Kokkalis Alexandros, Samara Athina A, Papadopoulos Vasileios, Tolia Maria, Tsoukalas Nikolaos, Tsapakidis Konstantinos
Department of Medical Oncology, University Hospital of Larissa, Larissa, Greece.
Department of Embryology, Faculty of Medicine, University of Thessaly, Larissa, Greece.
Cancer Diagn Progn. 2023 Mar 3;3(2):157-162. doi: 10.21873/cdp.10195. eCollection 2023 Mar-Apr.
Prostate cancer recurrence after definitive local therapy usually involves the bone and regional lymph nodes.
We present the case of a 72-year-old male patient with an isolated lung nodule, seven years after radical prostatectomy for prostate cancer, pT2bN0 and Gleason score 7(4+3), and prostatic-specific antigen (PSA) levels within normal limits. The nodule was considered as a primary lung cancer and the patient was subjected to lobectomy. The immunohistochemical staining showed that the tumor was PSA(+) and NKX3.1 (+), revealing that it was metastasis from prostatic cancer and that wedge resectomy was the proper procedure. Three years later the patient is disease-free, suggesting the importance of aggressive treatment of oligometastatic disease.

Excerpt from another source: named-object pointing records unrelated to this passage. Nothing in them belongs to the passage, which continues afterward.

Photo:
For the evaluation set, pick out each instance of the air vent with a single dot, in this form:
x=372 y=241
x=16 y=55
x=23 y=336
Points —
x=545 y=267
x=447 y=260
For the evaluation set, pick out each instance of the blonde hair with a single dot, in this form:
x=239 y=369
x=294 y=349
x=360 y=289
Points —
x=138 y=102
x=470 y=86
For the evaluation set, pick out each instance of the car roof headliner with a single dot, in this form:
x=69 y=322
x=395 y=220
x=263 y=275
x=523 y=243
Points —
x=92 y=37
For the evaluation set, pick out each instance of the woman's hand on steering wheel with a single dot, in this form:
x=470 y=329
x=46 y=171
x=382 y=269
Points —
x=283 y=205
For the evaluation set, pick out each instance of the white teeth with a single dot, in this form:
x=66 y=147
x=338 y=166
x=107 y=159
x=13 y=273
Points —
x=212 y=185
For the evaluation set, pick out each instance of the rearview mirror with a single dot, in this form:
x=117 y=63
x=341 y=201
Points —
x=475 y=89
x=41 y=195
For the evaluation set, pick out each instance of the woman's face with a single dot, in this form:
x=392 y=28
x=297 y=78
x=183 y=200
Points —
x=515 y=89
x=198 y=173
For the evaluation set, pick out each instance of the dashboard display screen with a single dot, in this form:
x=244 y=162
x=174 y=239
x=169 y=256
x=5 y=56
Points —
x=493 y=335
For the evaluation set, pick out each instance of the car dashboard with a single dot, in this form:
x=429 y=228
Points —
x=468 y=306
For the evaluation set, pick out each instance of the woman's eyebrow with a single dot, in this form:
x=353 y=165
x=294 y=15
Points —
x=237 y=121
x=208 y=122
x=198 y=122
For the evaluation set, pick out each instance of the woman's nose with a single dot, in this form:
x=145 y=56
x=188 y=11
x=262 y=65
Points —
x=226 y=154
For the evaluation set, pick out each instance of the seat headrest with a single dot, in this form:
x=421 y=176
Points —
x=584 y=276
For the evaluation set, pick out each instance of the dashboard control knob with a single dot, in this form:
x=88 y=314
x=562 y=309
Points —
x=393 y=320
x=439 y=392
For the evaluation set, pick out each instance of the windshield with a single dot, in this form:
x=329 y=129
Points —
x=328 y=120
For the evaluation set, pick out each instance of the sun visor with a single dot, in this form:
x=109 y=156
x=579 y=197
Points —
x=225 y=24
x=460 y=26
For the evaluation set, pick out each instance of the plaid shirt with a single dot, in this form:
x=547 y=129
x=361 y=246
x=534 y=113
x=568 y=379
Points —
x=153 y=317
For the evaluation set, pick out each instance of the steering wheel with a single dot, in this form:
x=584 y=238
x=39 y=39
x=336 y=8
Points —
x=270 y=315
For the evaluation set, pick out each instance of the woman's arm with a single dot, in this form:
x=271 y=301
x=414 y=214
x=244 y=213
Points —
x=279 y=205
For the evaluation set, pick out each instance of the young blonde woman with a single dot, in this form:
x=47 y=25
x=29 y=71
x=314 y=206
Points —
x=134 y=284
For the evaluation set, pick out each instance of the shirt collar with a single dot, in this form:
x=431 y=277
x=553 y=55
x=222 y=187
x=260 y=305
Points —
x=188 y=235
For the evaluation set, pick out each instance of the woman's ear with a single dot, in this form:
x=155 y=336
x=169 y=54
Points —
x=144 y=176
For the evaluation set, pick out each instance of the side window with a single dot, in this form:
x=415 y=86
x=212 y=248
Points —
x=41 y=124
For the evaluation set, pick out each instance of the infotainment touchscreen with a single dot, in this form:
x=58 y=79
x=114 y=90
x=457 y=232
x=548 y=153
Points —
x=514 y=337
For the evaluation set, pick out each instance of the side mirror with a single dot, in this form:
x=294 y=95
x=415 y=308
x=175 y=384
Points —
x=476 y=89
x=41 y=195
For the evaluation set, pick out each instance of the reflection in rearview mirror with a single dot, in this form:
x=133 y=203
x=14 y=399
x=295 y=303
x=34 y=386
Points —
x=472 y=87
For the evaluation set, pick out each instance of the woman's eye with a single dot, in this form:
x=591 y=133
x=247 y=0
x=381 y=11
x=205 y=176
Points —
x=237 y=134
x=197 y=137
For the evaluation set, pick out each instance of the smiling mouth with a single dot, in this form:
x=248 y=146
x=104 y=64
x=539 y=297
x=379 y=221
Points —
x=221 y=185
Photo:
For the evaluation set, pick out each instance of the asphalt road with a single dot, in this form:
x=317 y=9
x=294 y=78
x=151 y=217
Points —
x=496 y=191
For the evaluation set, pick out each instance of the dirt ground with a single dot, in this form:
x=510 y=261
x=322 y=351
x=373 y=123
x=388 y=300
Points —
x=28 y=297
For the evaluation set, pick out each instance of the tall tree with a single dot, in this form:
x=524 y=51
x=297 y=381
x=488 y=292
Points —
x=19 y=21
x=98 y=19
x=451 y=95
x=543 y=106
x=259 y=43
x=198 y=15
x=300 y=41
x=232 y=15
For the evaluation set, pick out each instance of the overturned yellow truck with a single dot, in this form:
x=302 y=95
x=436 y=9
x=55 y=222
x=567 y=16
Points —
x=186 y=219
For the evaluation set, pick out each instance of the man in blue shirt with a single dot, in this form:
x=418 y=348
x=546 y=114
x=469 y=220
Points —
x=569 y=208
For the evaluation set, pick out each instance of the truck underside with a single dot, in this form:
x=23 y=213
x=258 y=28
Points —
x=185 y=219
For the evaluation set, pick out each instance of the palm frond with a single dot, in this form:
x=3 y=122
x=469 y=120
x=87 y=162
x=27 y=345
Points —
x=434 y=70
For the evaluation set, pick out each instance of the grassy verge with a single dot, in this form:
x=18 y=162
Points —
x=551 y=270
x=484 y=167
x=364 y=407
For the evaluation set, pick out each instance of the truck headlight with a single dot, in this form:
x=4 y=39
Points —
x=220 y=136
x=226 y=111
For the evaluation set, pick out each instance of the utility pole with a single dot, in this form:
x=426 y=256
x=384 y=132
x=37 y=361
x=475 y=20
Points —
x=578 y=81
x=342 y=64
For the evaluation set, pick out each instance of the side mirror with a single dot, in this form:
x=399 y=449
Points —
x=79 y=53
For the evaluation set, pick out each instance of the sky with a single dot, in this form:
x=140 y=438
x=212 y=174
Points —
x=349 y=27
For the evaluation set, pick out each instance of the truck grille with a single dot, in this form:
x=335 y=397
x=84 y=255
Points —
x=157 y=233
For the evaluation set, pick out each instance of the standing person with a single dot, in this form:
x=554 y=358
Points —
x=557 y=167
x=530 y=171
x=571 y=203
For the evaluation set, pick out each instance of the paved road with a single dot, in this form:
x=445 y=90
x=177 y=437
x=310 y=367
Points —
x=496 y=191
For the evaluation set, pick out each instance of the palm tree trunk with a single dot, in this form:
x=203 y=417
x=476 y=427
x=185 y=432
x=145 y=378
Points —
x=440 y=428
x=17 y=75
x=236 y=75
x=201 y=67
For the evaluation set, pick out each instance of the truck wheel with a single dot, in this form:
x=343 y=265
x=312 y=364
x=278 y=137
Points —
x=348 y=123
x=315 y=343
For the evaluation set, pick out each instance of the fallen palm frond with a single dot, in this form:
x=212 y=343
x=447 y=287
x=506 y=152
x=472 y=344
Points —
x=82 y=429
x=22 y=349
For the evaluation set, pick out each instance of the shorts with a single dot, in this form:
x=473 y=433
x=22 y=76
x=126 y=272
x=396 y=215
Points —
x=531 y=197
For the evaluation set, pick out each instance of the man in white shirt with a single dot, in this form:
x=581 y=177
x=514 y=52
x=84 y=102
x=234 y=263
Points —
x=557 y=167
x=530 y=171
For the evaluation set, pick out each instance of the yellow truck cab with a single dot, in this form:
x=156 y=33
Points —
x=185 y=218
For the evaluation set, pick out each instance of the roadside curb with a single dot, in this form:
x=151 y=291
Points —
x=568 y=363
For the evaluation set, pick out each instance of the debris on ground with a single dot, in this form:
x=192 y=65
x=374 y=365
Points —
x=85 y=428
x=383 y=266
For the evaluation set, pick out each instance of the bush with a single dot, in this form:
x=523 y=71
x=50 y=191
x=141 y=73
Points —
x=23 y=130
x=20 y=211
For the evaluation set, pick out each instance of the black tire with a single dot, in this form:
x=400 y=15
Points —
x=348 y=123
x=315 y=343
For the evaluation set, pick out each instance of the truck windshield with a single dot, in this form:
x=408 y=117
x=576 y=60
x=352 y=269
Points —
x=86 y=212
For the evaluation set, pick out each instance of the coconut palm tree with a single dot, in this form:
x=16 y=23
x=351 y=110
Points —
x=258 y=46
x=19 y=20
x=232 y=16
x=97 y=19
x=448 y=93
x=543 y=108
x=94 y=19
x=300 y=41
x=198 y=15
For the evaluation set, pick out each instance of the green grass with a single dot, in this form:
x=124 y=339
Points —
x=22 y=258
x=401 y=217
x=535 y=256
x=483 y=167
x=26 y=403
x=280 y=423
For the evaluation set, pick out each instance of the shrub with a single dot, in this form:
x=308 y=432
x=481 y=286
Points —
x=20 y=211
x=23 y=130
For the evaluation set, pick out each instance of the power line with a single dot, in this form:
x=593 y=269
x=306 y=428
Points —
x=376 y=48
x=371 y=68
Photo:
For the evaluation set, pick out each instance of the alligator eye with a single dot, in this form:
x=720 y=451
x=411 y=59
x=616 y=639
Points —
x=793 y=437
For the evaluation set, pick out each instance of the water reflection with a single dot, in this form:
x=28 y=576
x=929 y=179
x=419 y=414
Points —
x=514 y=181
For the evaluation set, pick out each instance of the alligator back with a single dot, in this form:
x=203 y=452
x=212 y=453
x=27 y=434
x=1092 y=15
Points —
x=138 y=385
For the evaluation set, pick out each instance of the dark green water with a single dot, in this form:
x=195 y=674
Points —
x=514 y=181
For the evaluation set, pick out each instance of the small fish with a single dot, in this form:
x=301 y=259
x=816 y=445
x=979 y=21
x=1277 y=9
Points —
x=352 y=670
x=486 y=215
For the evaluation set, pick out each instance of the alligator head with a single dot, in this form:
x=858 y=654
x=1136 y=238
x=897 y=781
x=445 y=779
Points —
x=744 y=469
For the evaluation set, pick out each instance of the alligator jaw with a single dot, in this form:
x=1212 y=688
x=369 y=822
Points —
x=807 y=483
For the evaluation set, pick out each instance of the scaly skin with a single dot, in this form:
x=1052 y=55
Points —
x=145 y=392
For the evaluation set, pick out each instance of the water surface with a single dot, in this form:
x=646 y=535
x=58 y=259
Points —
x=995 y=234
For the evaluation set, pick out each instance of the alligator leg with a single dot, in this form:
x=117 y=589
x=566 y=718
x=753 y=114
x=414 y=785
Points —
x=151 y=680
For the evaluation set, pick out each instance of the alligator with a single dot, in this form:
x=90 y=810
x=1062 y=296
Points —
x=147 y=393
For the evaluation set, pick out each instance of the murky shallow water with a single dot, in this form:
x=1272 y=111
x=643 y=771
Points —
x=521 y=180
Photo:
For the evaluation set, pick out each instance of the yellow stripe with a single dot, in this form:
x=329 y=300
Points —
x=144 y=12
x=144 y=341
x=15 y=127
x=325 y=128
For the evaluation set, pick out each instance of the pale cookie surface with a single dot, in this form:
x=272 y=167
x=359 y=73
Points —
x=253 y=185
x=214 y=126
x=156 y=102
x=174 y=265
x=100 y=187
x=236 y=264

Metastasis to the lung is present in more than 40% of men with metastatic prostate cancer; however, lung metastases without any bone or lymph node involvement are extremely rare and only a handful of cases are reported in the literature. Surgical excision of the metastatic lung site is the most common therapeutic approach associated with a good prognosis.
确定性局部治疗后前列腺癌复发通常累及骨骼和区域淋巴结。
我们报告一例72岁男性患者,在前列腺癌根治性前列腺切除术后7年出现孤立性肺结节,术前分期为pT2bN0,Gleason评分7(4+3),前列腺特异性抗原(PSA)水平在正常范围内。该结节被认为是原发性肺癌,患者接受了肺叶切除术。免疫组化染色显示肿瘤为PSA(+)和NKX3.1(+),提示为前列腺癌转移,楔形切除术是合适的手术方式。三年后患者无疾病复发,提示积极治疗寡转移疾病的重要性。
在转移性前列腺癌男性患者中,肺转移发生率超过40%;然而,无任何骨骼或淋巴结受累的肺转移极为罕见,文献中仅报道了少数病例。手术切除转移的肺部位是最常见的治疗方法,预后良好。